The infrared sensor is used to determine the existence of the object in front of you, as well as to detect short-range objects. It detects the object using infrared lights. These sensors detect objects by measuring the strength of reflected light. The sensor has a transmitter (Tx) that emits light and a receiver (Rx) that collects the object’s reflected energy.

Image

When the emitter led’s strength is high, more energy falls on the detector led, and the detector’s resistance is low, the potential (VIN) is high. Similarly, when the amplitude is low, the detector’s resistance is high, and the potential is low. A reference potential is used to equate this potential to. The performance would be 1 or 0, i.e., “ON” or “OFF”, based on these compared potentials.

6.3.1.3 Image Sensor

Image sensor transforms an optical image into an electronic signal. It absorbs reflected light and transforms it to an electronic signal, which it then sends to the imaging system processor, where it is further converted into digital images.

6.3.1.4 Water Detector

A water detector senses the presence of water and warns the user. It is the famous device that uses water’s electrical conductivity to reduce resistance between two contacts. When the contacts are bridged by water, however, an audible warning is given.
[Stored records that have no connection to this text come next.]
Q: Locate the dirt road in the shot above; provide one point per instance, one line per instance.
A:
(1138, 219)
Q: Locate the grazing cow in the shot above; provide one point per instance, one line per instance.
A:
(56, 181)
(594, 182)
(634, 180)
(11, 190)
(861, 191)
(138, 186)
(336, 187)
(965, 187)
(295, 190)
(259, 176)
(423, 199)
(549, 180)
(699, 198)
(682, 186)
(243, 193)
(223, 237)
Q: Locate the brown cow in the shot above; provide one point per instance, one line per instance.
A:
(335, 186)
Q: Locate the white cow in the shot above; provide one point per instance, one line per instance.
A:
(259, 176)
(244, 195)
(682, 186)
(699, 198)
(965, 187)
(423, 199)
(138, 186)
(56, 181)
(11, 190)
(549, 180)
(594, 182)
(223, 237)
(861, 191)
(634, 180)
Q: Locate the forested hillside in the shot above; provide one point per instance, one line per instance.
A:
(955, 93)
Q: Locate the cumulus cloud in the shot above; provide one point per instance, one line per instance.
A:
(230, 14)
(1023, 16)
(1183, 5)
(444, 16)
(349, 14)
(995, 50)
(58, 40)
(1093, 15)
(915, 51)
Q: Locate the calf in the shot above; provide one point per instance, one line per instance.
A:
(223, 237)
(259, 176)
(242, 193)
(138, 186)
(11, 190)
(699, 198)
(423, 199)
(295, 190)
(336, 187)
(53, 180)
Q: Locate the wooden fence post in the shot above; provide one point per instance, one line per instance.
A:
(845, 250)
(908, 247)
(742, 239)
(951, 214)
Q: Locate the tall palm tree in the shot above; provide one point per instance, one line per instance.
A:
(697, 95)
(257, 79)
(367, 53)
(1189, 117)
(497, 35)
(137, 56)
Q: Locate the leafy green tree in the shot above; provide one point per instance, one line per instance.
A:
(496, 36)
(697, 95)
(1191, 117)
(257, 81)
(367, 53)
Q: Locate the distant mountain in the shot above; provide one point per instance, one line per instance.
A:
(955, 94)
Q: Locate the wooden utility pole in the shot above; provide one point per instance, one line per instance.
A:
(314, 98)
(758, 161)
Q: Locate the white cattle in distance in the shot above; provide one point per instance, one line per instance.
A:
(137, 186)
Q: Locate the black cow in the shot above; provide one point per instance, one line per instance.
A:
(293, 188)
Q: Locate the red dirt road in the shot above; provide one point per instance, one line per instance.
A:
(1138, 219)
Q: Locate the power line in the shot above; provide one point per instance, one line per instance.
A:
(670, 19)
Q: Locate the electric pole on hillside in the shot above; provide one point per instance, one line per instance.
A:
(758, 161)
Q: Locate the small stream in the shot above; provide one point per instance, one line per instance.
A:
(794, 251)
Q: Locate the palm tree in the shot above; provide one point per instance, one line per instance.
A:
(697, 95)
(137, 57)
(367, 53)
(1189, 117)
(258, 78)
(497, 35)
6.3.1.5 Global System for Mobile Communication

Global System for Mobile Communication (GSM) is a specialized communication module. It has a SIM (Subscriber Identity Module), and the GSM module works for any network provider that has a subscription. For touch and message transmission, the microcontroller is connected to a GSM module. To carry out the operations, GSM needs “Extended AT Command set” support for sending/receiving messages. The AT commands are sent to the module by the microcontroller. The module responds with an information response that includes the information needed by the AT command’s action. Following that is a result code. The result code indicates whether or not the instruction was successfully executed. To send text messages, only the TXD, RXD, and GND signals of the module’s serial interface can be connected to the microcontroller. This system comes with RTS.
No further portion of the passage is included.